Langures cinzentos, búfalos de água, veados malhados e lagartos monitores são frequentemente avistados junto ao dique do Parakrama Samudra e nas franjas florestais do local. O reservatório e as zonas húmidas envolventes atraem uma boa variedade de aves aquáticas, incluindo cegonhas pintadas, cegonhas de bico aberto e diversas espécies de martins-pescadores. Crocodilos são ocasionalmente avistados junto às margens do reservatório — um lembrete de que a paisagem para além dos monumentos permanece genuinamente selvagem.

Quanto custa a entrada na Cidade Antiga de Polonnaruwa?

A entrada no sítio arqueológico de Polonnaruwa é gerida pelo Central Cultural Fund e requer um bilhete combinado do Triângulo Cultural ou um bilhete específico para o local. A estrutura de preços para visitantes estrangeiros é definida pelo governo e está sujeita a revisão periódica; é aconselhável verificar as tarifas actuais antes da chegada ou adquirir os bilhetes através de um canal confirmado. As crianças com menos de 12 anos têm normalmente entrada gratuita ou com desconto. O bilhete abrange o recinto principal, incluindo Gal Vihara e o Quadrângulo.

Onde me devo hospedar em Polonnaruwa?

O alojamento em Polonnaruwa varia desde pensões económicas na cidade moderna até confortáveis hotéis de categoria intermédia situados junto ao dique do Parakrama Samudra.

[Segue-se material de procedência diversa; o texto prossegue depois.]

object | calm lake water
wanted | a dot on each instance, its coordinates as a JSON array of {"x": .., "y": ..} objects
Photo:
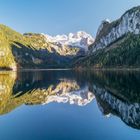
[{"x": 68, "y": 105}]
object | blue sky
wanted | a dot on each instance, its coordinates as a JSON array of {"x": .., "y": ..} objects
[{"x": 60, "y": 16}]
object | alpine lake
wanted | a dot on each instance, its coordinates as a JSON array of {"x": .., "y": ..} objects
[{"x": 70, "y": 105}]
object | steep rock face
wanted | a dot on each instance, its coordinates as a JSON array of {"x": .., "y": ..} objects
[
  {"x": 109, "y": 32},
  {"x": 80, "y": 39},
  {"x": 35, "y": 51}
]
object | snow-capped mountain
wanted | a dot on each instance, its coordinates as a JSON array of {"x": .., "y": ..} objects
[{"x": 80, "y": 39}]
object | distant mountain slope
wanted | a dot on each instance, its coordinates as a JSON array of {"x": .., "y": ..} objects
[
  {"x": 117, "y": 43},
  {"x": 34, "y": 51}
]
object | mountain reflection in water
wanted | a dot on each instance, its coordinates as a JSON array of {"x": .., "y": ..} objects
[{"x": 116, "y": 93}]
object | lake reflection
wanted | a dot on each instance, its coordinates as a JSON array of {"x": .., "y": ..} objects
[{"x": 116, "y": 94}]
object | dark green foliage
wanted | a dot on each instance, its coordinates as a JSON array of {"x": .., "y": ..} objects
[{"x": 124, "y": 53}]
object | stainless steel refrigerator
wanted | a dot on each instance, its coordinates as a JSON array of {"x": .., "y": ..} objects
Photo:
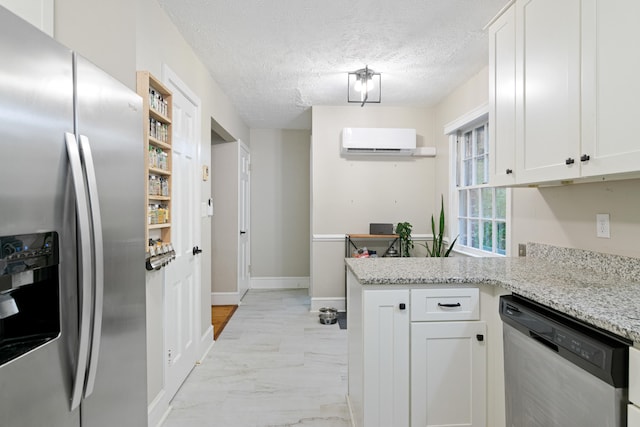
[{"x": 72, "y": 218}]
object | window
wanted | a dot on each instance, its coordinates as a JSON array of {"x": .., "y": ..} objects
[{"x": 481, "y": 209}]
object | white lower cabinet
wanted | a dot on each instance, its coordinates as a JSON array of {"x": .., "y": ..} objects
[
  {"x": 386, "y": 358},
  {"x": 424, "y": 373},
  {"x": 448, "y": 374}
]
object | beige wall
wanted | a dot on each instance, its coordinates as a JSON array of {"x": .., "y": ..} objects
[
  {"x": 224, "y": 232},
  {"x": 103, "y": 32},
  {"x": 566, "y": 216},
  {"x": 280, "y": 212},
  {"x": 350, "y": 192}
]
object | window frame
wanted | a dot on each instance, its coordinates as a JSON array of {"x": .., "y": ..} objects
[{"x": 454, "y": 131}]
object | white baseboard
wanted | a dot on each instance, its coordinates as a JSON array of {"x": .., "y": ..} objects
[
  {"x": 206, "y": 342},
  {"x": 280, "y": 282},
  {"x": 225, "y": 298},
  {"x": 158, "y": 410},
  {"x": 335, "y": 302}
]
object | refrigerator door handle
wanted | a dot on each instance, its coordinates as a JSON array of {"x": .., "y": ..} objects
[
  {"x": 84, "y": 271},
  {"x": 98, "y": 265}
]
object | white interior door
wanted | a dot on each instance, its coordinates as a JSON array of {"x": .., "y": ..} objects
[
  {"x": 244, "y": 259},
  {"x": 182, "y": 281}
]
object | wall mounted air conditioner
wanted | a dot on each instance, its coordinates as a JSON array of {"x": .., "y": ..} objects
[{"x": 389, "y": 141}]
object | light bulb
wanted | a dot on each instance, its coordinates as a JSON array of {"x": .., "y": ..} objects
[{"x": 358, "y": 85}]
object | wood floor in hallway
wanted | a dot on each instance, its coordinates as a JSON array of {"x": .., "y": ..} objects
[
  {"x": 220, "y": 316},
  {"x": 274, "y": 365}
]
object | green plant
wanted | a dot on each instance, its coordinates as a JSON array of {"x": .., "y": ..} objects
[
  {"x": 403, "y": 230},
  {"x": 438, "y": 247}
]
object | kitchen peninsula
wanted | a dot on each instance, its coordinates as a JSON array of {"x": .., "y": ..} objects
[{"x": 390, "y": 313}]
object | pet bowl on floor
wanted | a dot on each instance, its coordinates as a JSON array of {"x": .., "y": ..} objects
[{"x": 328, "y": 315}]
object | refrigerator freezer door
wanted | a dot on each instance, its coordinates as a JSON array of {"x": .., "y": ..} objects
[
  {"x": 109, "y": 118},
  {"x": 36, "y": 195}
]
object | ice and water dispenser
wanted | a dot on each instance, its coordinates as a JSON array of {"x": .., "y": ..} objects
[{"x": 29, "y": 293}]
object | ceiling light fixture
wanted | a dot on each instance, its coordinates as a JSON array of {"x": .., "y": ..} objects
[{"x": 364, "y": 86}]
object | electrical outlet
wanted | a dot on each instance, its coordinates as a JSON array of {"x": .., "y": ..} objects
[
  {"x": 522, "y": 249},
  {"x": 603, "y": 226}
]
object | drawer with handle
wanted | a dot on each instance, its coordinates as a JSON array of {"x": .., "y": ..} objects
[{"x": 445, "y": 304}]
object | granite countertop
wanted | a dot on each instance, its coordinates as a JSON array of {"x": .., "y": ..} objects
[{"x": 599, "y": 289}]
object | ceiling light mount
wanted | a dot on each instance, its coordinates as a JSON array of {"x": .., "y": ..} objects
[{"x": 364, "y": 86}]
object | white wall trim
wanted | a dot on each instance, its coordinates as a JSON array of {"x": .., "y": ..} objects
[
  {"x": 329, "y": 237},
  {"x": 280, "y": 282},
  {"x": 335, "y": 302},
  {"x": 206, "y": 343},
  {"x": 158, "y": 410},
  {"x": 225, "y": 298},
  {"x": 467, "y": 118}
]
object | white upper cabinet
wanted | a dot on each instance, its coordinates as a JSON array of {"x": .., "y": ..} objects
[
  {"x": 548, "y": 89},
  {"x": 562, "y": 90},
  {"x": 611, "y": 87},
  {"x": 502, "y": 95}
]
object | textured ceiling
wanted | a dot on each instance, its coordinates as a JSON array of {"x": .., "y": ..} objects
[{"x": 275, "y": 59}]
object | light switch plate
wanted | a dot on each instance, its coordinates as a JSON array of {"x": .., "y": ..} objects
[{"x": 603, "y": 226}]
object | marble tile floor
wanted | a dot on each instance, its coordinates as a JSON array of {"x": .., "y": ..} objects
[{"x": 274, "y": 365}]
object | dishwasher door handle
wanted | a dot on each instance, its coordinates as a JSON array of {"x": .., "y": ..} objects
[
  {"x": 543, "y": 341},
  {"x": 449, "y": 305}
]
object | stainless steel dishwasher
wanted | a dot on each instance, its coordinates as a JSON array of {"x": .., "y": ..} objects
[{"x": 560, "y": 372}]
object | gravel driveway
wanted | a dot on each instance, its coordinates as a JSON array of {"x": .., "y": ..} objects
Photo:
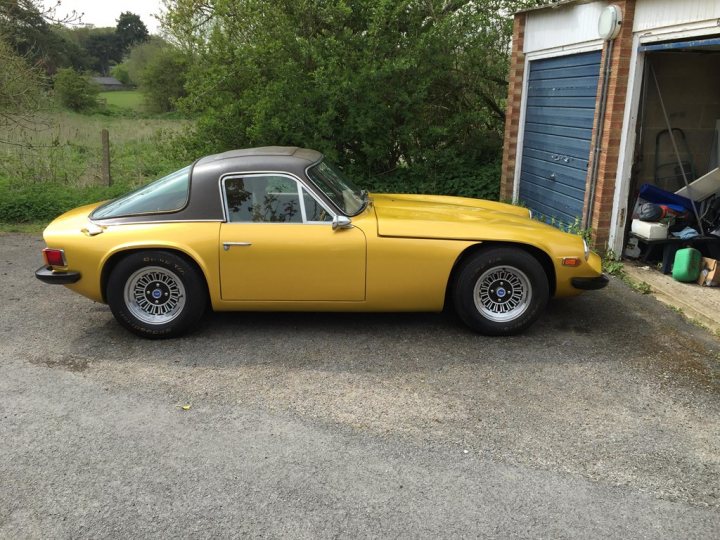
[{"x": 602, "y": 421}]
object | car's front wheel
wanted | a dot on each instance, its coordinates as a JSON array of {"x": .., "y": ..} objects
[
  {"x": 500, "y": 291},
  {"x": 156, "y": 294}
]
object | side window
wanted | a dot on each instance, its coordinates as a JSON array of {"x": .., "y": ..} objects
[
  {"x": 314, "y": 211},
  {"x": 263, "y": 199}
]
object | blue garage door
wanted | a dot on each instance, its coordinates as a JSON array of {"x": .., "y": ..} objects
[{"x": 558, "y": 127}]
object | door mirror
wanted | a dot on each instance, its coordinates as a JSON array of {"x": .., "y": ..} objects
[{"x": 341, "y": 222}]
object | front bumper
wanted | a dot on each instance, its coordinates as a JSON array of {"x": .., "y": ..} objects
[
  {"x": 46, "y": 275},
  {"x": 590, "y": 284}
]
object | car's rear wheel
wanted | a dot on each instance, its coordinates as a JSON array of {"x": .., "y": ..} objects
[
  {"x": 500, "y": 291},
  {"x": 156, "y": 294}
]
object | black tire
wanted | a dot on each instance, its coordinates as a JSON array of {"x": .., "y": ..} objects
[
  {"x": 500, "y": 291},
  {"x": 156, "y": 294}
]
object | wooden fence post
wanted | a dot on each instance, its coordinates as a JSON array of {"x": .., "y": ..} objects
[{"x": 107, "y": 179}]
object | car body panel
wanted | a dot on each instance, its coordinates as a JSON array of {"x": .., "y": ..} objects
[{"x": 291, "y": 261}]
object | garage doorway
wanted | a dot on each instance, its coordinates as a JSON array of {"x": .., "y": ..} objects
[{"x": 560, "y": 108}]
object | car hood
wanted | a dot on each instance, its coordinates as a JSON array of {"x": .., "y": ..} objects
[{"x": 443, "y": 217}]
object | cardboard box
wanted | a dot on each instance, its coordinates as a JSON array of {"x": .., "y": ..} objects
[
  {"x": 709, "y": 273},
  {"x": 649, "y": 230}
]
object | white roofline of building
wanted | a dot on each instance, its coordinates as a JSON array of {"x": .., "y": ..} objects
[{"x": 555, "y": 5}]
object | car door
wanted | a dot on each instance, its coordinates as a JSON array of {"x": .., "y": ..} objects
[{"x": 278, "y": 244}]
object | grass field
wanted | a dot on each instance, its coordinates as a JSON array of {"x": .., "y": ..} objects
[
  {"x": 123, "y": 99},
  {"x": 55, "y": 162}
]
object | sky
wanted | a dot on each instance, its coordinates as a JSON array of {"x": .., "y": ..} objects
[{"x": 106, "y": 12}]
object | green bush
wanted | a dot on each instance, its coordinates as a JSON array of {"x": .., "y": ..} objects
[
  {"x": 75, "y": 90},
  {"x": 45, "y": 201}
]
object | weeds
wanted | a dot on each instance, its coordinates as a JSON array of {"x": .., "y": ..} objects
[
  {"x": 611, "y": 264},
  {"x": 57, "y": 165}
]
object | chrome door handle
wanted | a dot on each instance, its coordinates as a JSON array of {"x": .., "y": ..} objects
[{"x": 228, "y": 245}]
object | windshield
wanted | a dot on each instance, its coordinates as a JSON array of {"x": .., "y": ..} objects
[
  {"x": 165, "y": 195},
  {"x": 343, "y": 193}
]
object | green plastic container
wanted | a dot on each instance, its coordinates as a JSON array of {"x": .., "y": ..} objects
[{"x": 687, "y": 265}]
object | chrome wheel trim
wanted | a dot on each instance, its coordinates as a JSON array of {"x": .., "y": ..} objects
[
  {"x": 502, "y": 293},
  {"x": 154, "y": 295}
]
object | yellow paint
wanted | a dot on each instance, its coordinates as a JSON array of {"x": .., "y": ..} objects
[{"x": 397, "y": 257}]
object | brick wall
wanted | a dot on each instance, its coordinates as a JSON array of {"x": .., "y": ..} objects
[
  {"x": 612, "y": 127},
  {"x": 612, "y": 123},
  {"x": 512, "y": 111}
]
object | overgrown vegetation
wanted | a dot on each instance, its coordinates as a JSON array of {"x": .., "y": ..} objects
[
  {"x": 57, "y": 166},
  {"x": 75, "y": 90},
  {"x": 612, "y": 264},
  {"x": 405, "y": 96}
]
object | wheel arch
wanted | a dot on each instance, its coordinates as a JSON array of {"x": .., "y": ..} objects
[
  {"x": 112, "y": 261},
  {"x": 541, "y": 256}
]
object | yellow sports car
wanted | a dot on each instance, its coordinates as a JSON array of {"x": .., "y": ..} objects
[{"x": 281, "y": 229}]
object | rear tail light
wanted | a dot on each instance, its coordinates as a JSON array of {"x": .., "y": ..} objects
[
  {"x": 54, "y": 257},
  {"x": 571, "y": 261}
]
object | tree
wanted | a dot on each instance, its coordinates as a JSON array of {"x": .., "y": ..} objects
[
  {"x": 162, "y": 81},
  {"x": 141, "y": 54},
  {"x": 35, "y": 33},
  {"x": 20, "y": 91},
  {"x": 387, "y": 88},
  {"x": 75, "y": 90},
  {"x": 130, "y": 30},
  {"x": 105, "y": 48}
]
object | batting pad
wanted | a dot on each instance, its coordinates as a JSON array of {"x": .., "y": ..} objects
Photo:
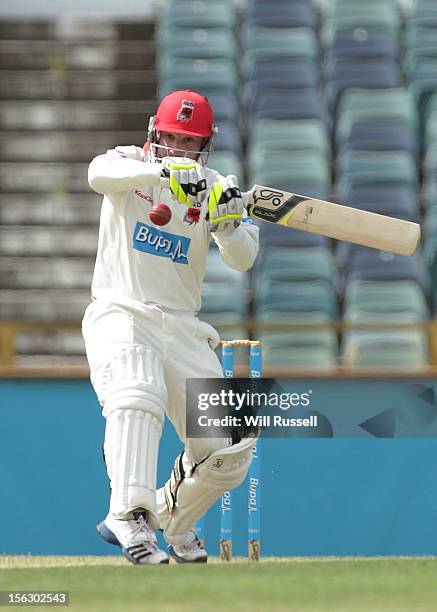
[{"x": 191, "y": 491}]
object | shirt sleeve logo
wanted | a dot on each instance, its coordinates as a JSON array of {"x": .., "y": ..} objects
[{"x": 151, "y": 240}]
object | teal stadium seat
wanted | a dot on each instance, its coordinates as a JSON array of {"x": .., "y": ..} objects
[
  {"x": 370, "y": 105},
  {"x": 397, "y": 350},
  {"x": 356, "y": 168},
  {"x": 294, "y": 264},
  {"x": 385, "y": 302},
  {"x": 199, "y": 74},
  {"x": 276, "y": 301},
  {"x": 288, "y": 135},
  {"x": 212, "y": 43},
  {"x": 373, "y": 15},
  {"x": 198, "y": 14},
  {"x": 278, "y": 43},
  {"x": 301, "y": 168}
]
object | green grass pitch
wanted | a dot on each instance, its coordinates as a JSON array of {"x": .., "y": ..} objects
[{"x": 346, "y": 584}]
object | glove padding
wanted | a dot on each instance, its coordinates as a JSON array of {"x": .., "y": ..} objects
[
  {"x": 225, "y": 205},
  {"x": 187, "y": 179}
]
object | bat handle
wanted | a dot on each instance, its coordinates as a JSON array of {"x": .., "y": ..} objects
[{"x": 164, "y": 183}]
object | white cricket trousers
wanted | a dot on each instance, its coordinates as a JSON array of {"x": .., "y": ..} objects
[{"x": 140, "y": 357}]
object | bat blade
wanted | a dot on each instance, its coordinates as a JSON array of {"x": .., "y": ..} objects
[{"x": 334, "y": 220}]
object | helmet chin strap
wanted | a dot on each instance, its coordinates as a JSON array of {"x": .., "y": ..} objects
[{"x": 152, "y": 142}]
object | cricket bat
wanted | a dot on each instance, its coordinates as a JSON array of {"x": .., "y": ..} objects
[{"x": 333, "y": 220}]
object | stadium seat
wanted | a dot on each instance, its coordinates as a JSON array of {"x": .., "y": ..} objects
[
  {"x": 387, "y": 302},
  {"x": 397, "y": 350},
  {"x": 361, "y": 43},
  {"x": 206, "y": 43},
  {"x": 198, "y": 14},
  {"x": 371, "y": 16},
  {"x": 305, "y": 168},
  {"x": 275, "y": 301},
  {"x": 274, "y": 235},
  {"x": 374, "y": 168},
  {"x": 278, "y": 264},
  {"x": 294, "y": 14},
  {"x": 370, "y": 106},
  {"x": 290, "y": 135},
  {"x": 200, "y": 74},
  {"x": 380, "y": 136},
  {"x": 375, "y": 265},
  {"x": 278, "y": 43}
]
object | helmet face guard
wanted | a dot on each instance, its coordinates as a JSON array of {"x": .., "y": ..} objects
[{"x": 182, "y": 112}]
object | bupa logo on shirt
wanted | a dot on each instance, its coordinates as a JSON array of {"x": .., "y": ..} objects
[{"x": 163, "y": 244}]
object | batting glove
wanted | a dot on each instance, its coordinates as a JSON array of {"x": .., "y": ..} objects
[
  {"x": 225, "y": 205},
  {"x": 187, "y": 179}
]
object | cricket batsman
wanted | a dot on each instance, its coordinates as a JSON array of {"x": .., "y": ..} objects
[{"x": 161, "y": 207}]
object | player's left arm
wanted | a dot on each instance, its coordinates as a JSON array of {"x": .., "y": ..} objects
[{"x": 231, "y": 228}]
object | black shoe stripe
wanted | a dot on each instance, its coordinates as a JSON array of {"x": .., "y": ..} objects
[
  {"x": 137, "y": 547},
  {"x": 139, "y": 556}
]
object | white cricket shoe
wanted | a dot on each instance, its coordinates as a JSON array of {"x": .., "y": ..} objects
[
  {"x": 191, "y": 551},
  {"x": 135, "y": 538}
]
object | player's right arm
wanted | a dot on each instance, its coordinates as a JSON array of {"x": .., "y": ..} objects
[{"x": 122, "y": 169}]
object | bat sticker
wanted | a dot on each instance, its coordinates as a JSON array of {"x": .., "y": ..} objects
[{"x": 269, "y": 194}]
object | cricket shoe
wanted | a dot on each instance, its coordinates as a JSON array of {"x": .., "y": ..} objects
[
  {"x": 191, "y": 551},
  {"x": 135, "y": 538}
]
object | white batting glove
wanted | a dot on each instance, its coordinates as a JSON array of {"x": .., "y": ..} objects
[
  {"x": 187, "y": 179},
  {"x": 225, "y": 205}
]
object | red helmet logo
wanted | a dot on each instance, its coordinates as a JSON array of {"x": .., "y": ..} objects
[{"x": 186, "y": 111}]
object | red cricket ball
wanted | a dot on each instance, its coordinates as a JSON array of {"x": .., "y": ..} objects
[{"x": 160, "y": 214}]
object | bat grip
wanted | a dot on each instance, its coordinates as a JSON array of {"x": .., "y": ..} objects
[{"x": 246, "y": 196}]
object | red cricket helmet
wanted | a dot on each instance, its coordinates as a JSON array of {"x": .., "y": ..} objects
[
  {"x": 185, "y": 112},
  {"x": 182, "y": 112}
]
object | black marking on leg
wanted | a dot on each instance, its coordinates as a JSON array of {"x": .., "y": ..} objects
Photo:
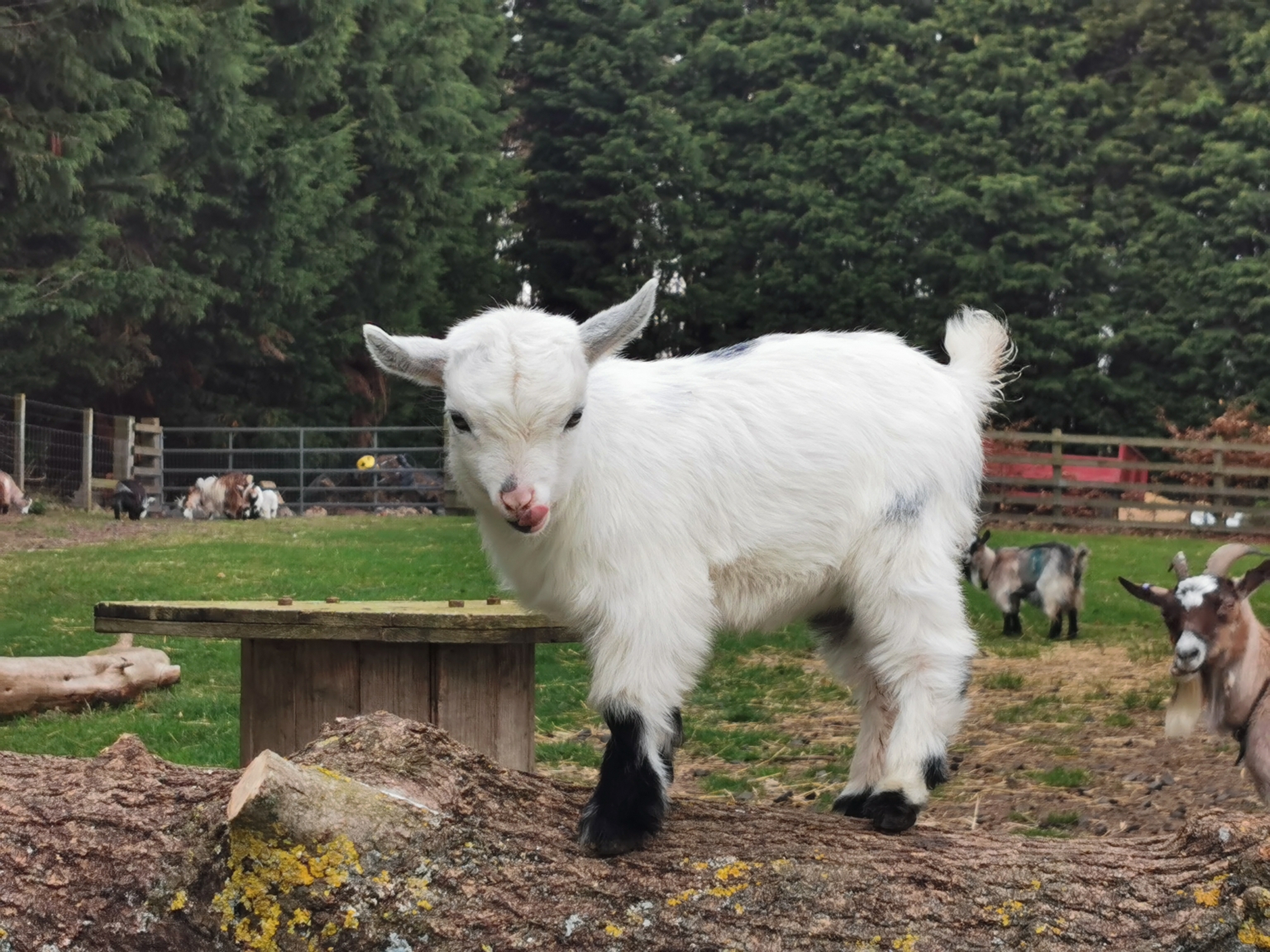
[
  {"x": 833, "y": 626},
  {"x": 890, "y": 812},
  {"x": 852, "y": 804},
  {"x": 629, "y": 801},
  {"x": 935, "y": 769}
]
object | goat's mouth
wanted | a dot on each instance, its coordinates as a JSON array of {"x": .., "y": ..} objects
[{"x": 531, "y": 521}]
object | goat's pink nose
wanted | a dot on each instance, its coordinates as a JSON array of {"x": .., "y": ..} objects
[{"x": 517, "y": 499}]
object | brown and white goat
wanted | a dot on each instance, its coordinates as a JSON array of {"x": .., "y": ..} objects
[
  {"x": 1049, "y": 575},
  {"x": 218, "y": 495},
  {"x": 12, "y": 497},
  {"x": 1220, "y": 655}
]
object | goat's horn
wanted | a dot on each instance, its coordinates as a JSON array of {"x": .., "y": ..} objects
[
  {"x": 1220, "y": 561},
  {"x": 1179, "y": 565}
]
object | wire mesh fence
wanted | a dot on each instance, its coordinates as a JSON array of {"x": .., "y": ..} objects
[
  {"x": 54, "y": 451},
  {"x": 333, "y": 468}
]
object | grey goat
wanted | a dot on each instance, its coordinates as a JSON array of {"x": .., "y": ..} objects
[{"x": 1049, "y": 575}]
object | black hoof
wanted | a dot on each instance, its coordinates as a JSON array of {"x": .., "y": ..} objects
[
  {"x": 852, "y": 804},
  {"x": 890, "y": 812},
  {"x": 606, "y": 835}
]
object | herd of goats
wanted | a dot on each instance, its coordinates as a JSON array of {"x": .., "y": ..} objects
[
  {"x": 521, "y": 438},
  {"x": 1220, "y": 665}
]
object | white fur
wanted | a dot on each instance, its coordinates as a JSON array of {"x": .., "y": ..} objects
[
  {"x": 1191, "y": 592},
  {"x": 1189, "y": 653},
  {"x": 812, "y": 473},
  {"x": 1185, "y": 708},
  {"x": 263, "y": 502}
]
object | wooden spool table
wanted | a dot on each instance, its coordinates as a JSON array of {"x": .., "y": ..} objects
[{"x": 468, "y": 668}]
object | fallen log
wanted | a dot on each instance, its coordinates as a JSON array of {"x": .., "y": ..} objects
[
  {"x": 385, "y": 834},
  {"x": 108, "y": 675}
]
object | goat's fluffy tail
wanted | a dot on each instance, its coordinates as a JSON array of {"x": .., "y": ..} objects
[{"x": 980, "y": 350}]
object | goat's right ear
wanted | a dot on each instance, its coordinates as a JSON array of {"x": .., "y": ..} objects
[
  {"x": 1147, "y": 592},
  {"x": 611, "y": 331},
  {"x": 419, "y": 359},
  {"x": 1251, "y": 582}
]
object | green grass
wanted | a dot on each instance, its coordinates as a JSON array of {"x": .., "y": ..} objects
[
  {"x": 46, "y": 608},
  {"x": 1004, "y": 681},
  {"x": 1058, "y": 821},
  {"x": 1062, "y": 777}
]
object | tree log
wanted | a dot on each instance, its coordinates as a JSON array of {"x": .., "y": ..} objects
[
  {"x": 107, "y": 675},
  {"x": 385, "y": 834}
]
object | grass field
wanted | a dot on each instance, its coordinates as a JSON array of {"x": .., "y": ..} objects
[{"x": 765, "y": 720}]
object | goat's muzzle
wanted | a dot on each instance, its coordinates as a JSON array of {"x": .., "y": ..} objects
[{"x": 525, "y": 513}]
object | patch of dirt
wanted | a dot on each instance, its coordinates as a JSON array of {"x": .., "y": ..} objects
[
  {"x": 64, "y": 530},
  {"x": 1080, "y": 714}
]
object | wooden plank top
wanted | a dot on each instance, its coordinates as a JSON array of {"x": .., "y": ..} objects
[{"x": 471, "y": 622}]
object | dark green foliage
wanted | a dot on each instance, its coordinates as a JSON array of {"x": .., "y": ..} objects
[
  {"x": 241, "y": 186},
  {"x": 1092, "y": 172}
]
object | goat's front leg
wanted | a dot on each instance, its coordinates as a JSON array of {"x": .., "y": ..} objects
[{"x": 637, "y": 686}]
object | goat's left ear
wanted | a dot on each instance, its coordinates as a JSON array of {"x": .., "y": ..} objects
[
  {"x": 1251, "y": 582},
  {"x": 419, "y": 359},
  {"x": 1153, "y": 594},
  {"x": 611, "y": 331}
]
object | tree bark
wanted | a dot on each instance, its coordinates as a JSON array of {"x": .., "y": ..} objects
[
  {"x": 385, "y": 834},
  {"x": 107, "y": 675}
]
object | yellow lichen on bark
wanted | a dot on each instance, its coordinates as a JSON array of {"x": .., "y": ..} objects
[{"x": 265, "y": 869}]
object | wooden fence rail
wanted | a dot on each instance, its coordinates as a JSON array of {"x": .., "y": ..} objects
[{"x": 1035, "y": 478}]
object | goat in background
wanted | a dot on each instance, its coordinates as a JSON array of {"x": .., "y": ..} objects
[
  {"x": 1049, "y": 575},
  {"x": 1220, "y": 655}
]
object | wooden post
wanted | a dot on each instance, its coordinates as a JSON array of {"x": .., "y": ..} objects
[
  {"x": 301, "y": 470},
  {"x": 123, "y": 443},
  {"x": 87, "y": 459},
  {"x": 19, "y": 440},
  {"x": 464, "y": 667},
  {"x": 1057, "y": 456}
]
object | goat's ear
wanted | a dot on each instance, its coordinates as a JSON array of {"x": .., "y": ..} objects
[
  {"x": 1153, "y": 594},
  {"x": 419, "y": 359},
  {"x": 1251, "y": 582},
  {"x": 611, "y": 331}
]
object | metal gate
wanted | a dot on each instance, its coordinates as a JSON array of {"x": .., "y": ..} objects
[{"x": 315, "y": 466}]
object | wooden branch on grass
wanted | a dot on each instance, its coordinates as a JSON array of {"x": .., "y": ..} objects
[
  {"x": 107, "y": 675},
  {"x": 388, "y": 834}
]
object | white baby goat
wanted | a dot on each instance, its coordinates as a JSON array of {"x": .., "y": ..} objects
[{"x": 824, "y": 476}]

Ficar uma noite — em vez de visitar no mesmo dia a partir de Sigiriya ou Kandy — permite-lhe chegar aos monumentos à hora de abertura, antes dos grupos de turistas, e explorar a zona do reservatório ao entardecer, quando a luz é mais recompensadora.

A cidade moderna de Polonnaruwa, a alguns quilómetros da cidade antiga, dispõe de uma oferta modesta mas funcional de restaurantes, farmácias e caixas multibanco.

O que mais posso fazer perto de Polonnaruwa?

A região mais ampla em torno de Polonnaruwa recompensa quem vai além do local principal. Dimbulagala (Gunner's Quoin) é um afloramento rochoso dramático a cerca de 20 km a leste, pontuado por antigas grutas de meditação. Medirigiriya, a cerca de 30 km a norte, conserva um Vatadage bem proporcionado em recolhida tranquilidade. Os parques nacionais de Minneriya e Kaudulla, ambos a cerca de uma hora de carro, são famosos pelos encontros de elefantes durante a época seca — um dos maiores espectáculos de vida selvagem terrestre na Ásia.

Para quem continuar em direcção a oeste, a zona de Sigiriya Village oferece experiências culturais aliadas à proximidade da antiga fortaleza rochosa. Voos de balão de ar quente sobre o Triângulo Cultural, com partida habitualmente da área de Sigiriya, proporcionam uma extraordinária perspectiva aérea de tanques, floresta e antigas fundações que se estendem em todas as direcções.